Soil organic nitrogen priming to nitrous oxide: A synthesis

• Published in: Soil biology & biochemistry Vol. 189; p. 109254
• Main Authors: Daly, Erin J., Hernandez-Ramirez, Guillermo, Congreves, Kate A., Clough, Tim, Voigt, Carolina, Harris, Eliza, Ruser, Reiner
• Format: Journal Article
• Language: English
• Published: 01.02.2024
• Subjects: biochemistry; carbon dioxide; climate; climate change; data collection; greenhouse gases; mineralization; nitrification; nitrogen; nitrogen cycle; nitrous oxide; ozone; soil; soil organic carbon; soil organic nitrogen; stratosphere
• ISSN: 0038-0717
• DOI: 10.1016/j.soilbio.2023.109254

The priming effect (PE) is the short-term increase or decrease in the rate of soil organic matter mineralization in response to a stimulus, such as the addition of carbon (C) and/or nitrogen (N) to the soil. Literature has generally framed the PE in terms of CO₂ evolved from soil organic carbon mineralization, but fewer publications have focused on how the PE affects the soil N cycle and nitrous oxide (N₂O) production from soil organic N mineralization (SOM-N), despite the potency of N₂O as a greenhouse gas and ability to destroy stratospheric ozone. This review summarizes our current understanding of how the PE can alter the rates of SOM-N mineralization and subsequently amplify, diminish, or maintain N₂O production in and release from soils, henceforth referred to as N₂O priming.

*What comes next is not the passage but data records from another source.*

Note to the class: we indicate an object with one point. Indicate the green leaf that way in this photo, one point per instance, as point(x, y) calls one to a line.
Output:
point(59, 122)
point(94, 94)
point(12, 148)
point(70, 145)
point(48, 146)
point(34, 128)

Additionally, the concept of process priming, the differential augmentation of N₂O-producing processes (e.g. priming of nitrification) is introduced. Diverse results across studies suggest that the mechanisms of N₂O priming cannot be fully explained by a single hypothesis, and it is currently unclear how significant the contribution of N₂O priming to net N₂O emissions is, but a preliminary estimate suggests that N₂O emissions resulting from priming mechanisms can range from -39 – 76% following C and N amendments compared to a control. To disentangle the complexity of N₂O priming, an expansion of current research efforts is required. The promotion of open data sharing and publication of full datasets will facilitate the development and validation of models that can accurately simulate the complexity of soil N dynamics and account for the feedback effects of climate change on N₂O priming, which is a key research gap. This is particularly the case in under-studied areas such as permafrost-affected soils of arctic, subarctic, and alpine regions, and vulnerable tropical regions, where climate warming may amplify N₂O priming.